第4話 二文字の名前

 私がバカみたいに慌てて準備しているのを、八坂さんは急かすでもなく落ち着かせるでもなく、黙ってバッグをゆらゆら揺らしながら待っていた。


 やっと詰め終えて、八坂さんに言う。


「あの、ユカとナオに声だけかけてっていい? いつも二人の部活ないときは一緒に帰ってるから……」       


 コクリと八坂さんが頷く。  


 私は小走りでユカとナオのところへ行って報告した。


「ごめん、今日八坂さんと帰るね」 


「おっけ……ん? 珍しいね。二人そんな仲良かったっけ? 」


「きっと明日は黒魔術で世界が支配されるんでごわす」


「そんなことないから! えっと、じゃね! 」

 

「おー」

 

「また明日でごわす〜」


 のんびりと手を振る二人にひっそりと元気づけられながら、私は真っ直ぐ伸びる廊下を八坂さんと並んで歩き出した。

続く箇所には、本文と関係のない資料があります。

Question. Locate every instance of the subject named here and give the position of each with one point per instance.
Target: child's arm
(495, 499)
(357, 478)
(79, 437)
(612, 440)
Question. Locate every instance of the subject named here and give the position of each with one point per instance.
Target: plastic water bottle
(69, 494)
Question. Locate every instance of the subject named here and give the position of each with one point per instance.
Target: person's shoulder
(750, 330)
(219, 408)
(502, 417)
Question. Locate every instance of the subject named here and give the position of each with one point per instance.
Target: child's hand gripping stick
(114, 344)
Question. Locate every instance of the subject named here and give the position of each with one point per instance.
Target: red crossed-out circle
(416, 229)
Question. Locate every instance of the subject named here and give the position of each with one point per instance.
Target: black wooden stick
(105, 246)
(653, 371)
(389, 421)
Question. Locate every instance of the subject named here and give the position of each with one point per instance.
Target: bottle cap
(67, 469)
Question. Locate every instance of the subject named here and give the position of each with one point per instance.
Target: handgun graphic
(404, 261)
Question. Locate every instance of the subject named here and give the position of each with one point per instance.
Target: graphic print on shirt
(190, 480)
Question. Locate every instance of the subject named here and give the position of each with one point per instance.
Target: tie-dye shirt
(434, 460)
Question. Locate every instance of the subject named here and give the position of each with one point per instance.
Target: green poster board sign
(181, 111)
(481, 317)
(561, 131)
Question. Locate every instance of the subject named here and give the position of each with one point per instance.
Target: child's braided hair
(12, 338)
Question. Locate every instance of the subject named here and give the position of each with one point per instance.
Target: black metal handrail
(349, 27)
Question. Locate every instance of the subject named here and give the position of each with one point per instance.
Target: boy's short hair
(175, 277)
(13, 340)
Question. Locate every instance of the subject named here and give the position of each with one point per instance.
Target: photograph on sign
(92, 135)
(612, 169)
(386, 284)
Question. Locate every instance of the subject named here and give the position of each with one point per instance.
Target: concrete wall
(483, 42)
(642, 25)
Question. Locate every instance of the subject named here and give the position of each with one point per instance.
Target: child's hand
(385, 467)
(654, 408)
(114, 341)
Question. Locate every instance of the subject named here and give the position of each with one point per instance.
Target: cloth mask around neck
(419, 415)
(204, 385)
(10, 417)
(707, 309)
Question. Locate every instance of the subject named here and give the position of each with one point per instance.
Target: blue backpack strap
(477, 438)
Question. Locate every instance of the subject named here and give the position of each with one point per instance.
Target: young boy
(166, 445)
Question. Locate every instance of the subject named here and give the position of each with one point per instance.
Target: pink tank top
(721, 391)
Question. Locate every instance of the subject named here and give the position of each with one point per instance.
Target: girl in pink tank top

 会話の糸口を探すため、とりあえずお礼を言うこととした。


「えっと、八坂さん。今日は誘ってくれてありがとう」


 真顔のまま八坂さんは首をグリッと回して、コクリと頷く。黒く、今にも羽ばたきだしそうな目が、深く射抜くように私を捉えた。


羽瑠うる、でいいよ」


 それが八坂さんの下の名前だと理解するのにほんの三秒かかった。今まで全然関わりもなかったから、彼女の下の名前は、入学したての頃頑張って覚えた記憶の奥の方にあった。


「……羽瑠」


 舌の上で言葉を転がすと、変な感じがする。忘れないように飲み込んだ言葉は、喉の奥を滑っていった。


 最初は慣れなくて違和感を覚えそうだけど、次から頑張ってそう呼ぼうと思う。


「えっと、私のことも好きに呼んじゃっていいよ」


 すると、八坂……羽瑠さ、んは考え込むように顎に指を当てた。あまりに長く考え込むので、もしかしたらフルネーム覚えられていないのかもと心配になってきたとき、やっと口が開かれた。


「マカ、とかどう? 」


「……ん? 」 


 聞き慣れない二文字を、一瞬なんのことやらと思った。

  

「友達から二文字で呼ばれてるじゃん? だからアマカワの真ん中とってマカ」


「……あ、なるほど。ほえー」


 今まで呼ばれたことなどない、奇妙な二文字が耳慣れなくて、変な声が出た。


 にしても、変わったところから変わった響きのは二文字を取り出すなと思う。


 妙な感心を覚えていると、30㎝くらい離れて歩いていた羽瑠が、突然体を近づけてきた。私の腕と、彼女の肩が触れ合うくらい。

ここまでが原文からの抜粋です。